What’s the origin of your passion in both medicine and public health?
It’s been a lifelong dream of mine to have a career in both fields, and it’s been a long journey to get to this point. My interest was inspired in part by my origin story: growing up with family members who struggled with substance use disorder and mental health challenges definitely directed me toward a career in medicine and gave me a deep interest specifically in the field of addiction medicine. Along the way I’ve developed additional passions in social justice, public health, and working with urban underserved populations. I absolutely love doing that kind of work.
Were there any particularly meaningful experiences outside of the classroom?
I had one experience that very much influenced my professional interests. The medical school puts a strong emphasis on service learning, and through the Community Service Learning program, I led weekly health education workshops at a jail in downtown Boston. That experience really opened my eyes to the challenges of individuals affected by the carceral system. I learned how to build trust and how to surmount barriers, and that inspired me to do similar work in the future, to figure out how I can combine working with this community and my clinical interests in addiction and infectious disease.
From your time here, you will always remember...
The communities that I’ve been privileged to be a part of and learn from, the classmates-turned-colleagues who continue to challenge and inspire me, and the mentors and faculty who taught me so much more about medicine and life than I could ever have learned in the classroom setting alone.
What are you most proud of about your time at the School of Medicine?
I’m personally and collectively very proud of an organization that a few of my classmates and I co-founded during my first year of medical school: the Tufts Student Advocacy Collective. That became a community and a movement that was born out of an idea that physicians are inherently advocates for patients, for their communities, and for the larger systems they’re a part of.
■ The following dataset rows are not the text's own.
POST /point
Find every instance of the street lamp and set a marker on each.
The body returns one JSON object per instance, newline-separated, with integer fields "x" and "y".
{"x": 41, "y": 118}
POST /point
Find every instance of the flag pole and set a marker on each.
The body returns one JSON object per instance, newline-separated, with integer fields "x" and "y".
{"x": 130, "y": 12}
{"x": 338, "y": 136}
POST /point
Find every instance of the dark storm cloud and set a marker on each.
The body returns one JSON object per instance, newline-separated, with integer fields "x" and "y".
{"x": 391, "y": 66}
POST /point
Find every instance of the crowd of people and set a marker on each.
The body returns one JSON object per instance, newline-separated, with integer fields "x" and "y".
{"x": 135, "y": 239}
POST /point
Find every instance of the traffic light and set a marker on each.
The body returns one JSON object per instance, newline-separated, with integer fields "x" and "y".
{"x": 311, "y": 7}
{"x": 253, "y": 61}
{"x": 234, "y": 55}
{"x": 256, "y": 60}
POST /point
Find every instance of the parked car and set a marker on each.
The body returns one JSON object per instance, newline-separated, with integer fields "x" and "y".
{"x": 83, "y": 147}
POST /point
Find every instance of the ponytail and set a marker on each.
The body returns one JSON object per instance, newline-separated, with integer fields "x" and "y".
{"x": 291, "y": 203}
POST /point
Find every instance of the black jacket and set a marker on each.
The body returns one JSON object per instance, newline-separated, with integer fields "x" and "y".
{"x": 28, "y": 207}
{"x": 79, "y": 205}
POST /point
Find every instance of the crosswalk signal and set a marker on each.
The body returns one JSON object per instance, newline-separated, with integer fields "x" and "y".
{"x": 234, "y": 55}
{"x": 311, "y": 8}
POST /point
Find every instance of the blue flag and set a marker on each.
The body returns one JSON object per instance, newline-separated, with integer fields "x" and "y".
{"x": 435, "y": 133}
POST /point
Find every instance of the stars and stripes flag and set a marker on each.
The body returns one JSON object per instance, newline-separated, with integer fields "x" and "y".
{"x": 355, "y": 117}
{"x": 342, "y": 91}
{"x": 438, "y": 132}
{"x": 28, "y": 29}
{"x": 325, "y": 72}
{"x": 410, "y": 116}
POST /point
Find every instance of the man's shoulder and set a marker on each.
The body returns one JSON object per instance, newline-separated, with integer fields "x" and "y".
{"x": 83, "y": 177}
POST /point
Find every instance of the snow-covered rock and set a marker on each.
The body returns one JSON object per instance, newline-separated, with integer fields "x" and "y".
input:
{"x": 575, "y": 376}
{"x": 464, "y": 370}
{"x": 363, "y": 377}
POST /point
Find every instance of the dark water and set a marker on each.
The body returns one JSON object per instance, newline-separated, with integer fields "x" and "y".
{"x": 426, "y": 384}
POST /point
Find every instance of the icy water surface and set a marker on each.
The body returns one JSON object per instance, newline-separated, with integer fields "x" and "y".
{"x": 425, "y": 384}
We learned so much together, and we even worked on the campaign calling for the removal of the Sackler name, which has very strong ties to the opioid epidemic, from the Medical Education building. That was a real opportunity for us to take some of the advocacy skills we were learning and put them into practice. I don’t know that we expected to achieve our goal, but we succeeded. That was a huge moment for my classmates and me—and for the whole university—and I feel so proud to have been a part of that.